Auch zu anderen osteuropäischen Staaten hat der IWF Stellung genommen. So will der Währungsfonds Lettland erlauben, seine Finanzlücke um 8,5 Prozent des Bruttoinlandproduktes auszudehnen. Er verlangt aber gleichzeitig, dass über bisherige Ausgabenreduzierungen hinaus weitere Einsparungen von einer Milliarde Euro erreicht werden. Das könnte zu einer innenpolitischen Zerreißprobe führen. Die lettische Regierung hat die Pensionen schon um zehn Prozent und die Gehälter der Staatsbediensteten um 20 Prozent gekürzt. Das Nachbarland Litauen hat in der Vorwoche angekündigt, dass es aufgrund seines Haushaltsdefizits erneut den IWF oder andere internationale Institutionen um Finanzhilfe angehen werde.

Die Tschechische Republik wird in diesem Jahr ein Defizit verzeichnen, das dreifach so hoch liegt wie jenes vom Vorjahr. Die nachlassende Nachfrage hat zu einem Rückgang der Industrieproduktion um 12 Prozent gegenüber dem Vorjahreszeitraum geführt.

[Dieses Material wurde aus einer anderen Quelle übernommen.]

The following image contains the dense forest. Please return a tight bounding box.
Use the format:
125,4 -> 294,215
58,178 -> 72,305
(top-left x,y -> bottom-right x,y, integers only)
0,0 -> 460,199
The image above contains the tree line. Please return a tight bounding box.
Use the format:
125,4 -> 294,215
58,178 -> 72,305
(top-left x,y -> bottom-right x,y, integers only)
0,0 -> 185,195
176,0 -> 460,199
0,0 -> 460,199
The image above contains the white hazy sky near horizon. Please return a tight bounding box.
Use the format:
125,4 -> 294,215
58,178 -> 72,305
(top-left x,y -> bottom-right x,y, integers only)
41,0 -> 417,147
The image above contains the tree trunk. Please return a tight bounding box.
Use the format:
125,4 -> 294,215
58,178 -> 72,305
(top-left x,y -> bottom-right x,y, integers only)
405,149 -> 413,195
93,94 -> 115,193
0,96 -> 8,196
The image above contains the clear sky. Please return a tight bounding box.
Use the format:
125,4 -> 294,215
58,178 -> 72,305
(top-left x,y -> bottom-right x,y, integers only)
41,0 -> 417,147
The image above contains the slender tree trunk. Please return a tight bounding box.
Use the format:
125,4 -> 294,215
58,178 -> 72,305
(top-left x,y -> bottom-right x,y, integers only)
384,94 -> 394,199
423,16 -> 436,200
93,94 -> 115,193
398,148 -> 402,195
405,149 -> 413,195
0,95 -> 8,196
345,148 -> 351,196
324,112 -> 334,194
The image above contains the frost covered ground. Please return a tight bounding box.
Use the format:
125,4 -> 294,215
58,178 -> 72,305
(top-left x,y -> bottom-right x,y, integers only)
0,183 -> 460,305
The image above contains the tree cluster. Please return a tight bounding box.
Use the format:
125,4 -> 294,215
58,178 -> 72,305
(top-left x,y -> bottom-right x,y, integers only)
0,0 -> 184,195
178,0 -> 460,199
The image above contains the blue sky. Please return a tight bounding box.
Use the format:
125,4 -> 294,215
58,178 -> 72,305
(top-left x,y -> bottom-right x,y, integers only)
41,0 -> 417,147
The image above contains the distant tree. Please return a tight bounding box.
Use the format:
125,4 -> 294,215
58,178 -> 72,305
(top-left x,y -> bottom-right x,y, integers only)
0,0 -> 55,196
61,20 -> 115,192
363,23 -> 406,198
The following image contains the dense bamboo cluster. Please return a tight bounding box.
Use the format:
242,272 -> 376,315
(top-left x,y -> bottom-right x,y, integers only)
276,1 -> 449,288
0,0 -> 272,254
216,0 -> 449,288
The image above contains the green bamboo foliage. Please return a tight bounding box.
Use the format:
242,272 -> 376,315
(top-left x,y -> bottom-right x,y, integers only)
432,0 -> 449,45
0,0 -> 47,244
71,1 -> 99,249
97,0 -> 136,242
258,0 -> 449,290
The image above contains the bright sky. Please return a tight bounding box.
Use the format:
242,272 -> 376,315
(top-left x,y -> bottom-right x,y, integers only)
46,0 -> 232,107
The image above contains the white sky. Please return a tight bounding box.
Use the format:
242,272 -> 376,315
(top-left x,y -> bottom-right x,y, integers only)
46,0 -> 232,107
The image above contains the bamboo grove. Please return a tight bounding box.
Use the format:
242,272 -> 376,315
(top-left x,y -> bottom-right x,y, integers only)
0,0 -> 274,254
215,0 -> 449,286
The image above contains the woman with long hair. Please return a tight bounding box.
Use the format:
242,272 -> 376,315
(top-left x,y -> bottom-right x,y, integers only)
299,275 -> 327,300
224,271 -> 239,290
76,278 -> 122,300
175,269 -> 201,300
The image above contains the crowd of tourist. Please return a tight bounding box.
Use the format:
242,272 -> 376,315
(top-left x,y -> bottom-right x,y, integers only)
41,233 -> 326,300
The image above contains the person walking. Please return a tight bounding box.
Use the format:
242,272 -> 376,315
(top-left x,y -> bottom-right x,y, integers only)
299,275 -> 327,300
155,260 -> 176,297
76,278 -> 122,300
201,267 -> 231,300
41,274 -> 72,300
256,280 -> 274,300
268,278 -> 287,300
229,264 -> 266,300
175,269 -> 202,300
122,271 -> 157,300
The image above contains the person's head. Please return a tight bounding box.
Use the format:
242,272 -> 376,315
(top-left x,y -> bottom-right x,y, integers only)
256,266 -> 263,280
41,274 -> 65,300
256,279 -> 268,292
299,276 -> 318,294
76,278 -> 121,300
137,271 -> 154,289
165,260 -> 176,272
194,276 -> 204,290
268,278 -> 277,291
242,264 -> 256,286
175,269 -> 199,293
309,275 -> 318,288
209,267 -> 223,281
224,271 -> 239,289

Polen versucht mit Ad-hoc-Maßnahmen, einschließlich Privatisierungen und hohen Dividendenzahlungen von Staatsunternehmen, die Einnahmesituation zu verbessern. Die Regierung will den Anstieg der Schulden auf 60 Prozent des BIP begrenzen – gemäß dem Vertrag von Maastricht ist dies die Obergrenze für Euro-Kandidaten. Immerhin darf Polen als einer von wenigen Industriestaaten für dieses Jahr mit einem leichten Wachstum rechnen.

Ungarns Wirtschaft dagegen ist von der globalen Finanzkrise besonders hart getroffen worden. Um einen Zusammenbruch zu vermeiden hat Budapest fast 30 Milliarden Dollar an Notkrediten aufgenommen. Die Regierung in Budapest geht davon aus, dass die Volkswirtschaft 2009 um 6,7 Prozent schrumpfen wird. Erst im Jahr 2011 werde Ungarn wieder ein Wirtschaftswachstum verzeichnen.

Am deutlichsten sichtbar werden die Auswirkungen der Krise im Immobiliensektor. Der Wert der Transaktionen auf dem rumänischen Immobilienmarkt ist in der ersten Jahreshälfte um 92 Prozent zurückgegangen, von 815 Millionen Euro in den ersten sechs Monaten 2008 auf nur noch 62 Millionen 2009. Der Mietmarkt in Rumänien schrumpfte um 60 Prozent auf 51 000 Quadtratmeter, wie die Immobilienberaterfirma Cushman & Wakefield festgestellt hat. Internationale Anleger hätten das Interesse verloren – aufgrund von »Unsicherheit hinsichtlich der wirtschaftlichen Stabilität Rumäniens und der Herabstufung des Landes im Rating«, sagte Costel Florea von Cushman & Wakefield and Jones Lang LaSalle. Insgesamt sind in Mittelosteuropa die Bewegungen auf dem Immobilienmarkt um mehr als 90 Prozent zurückgegangen.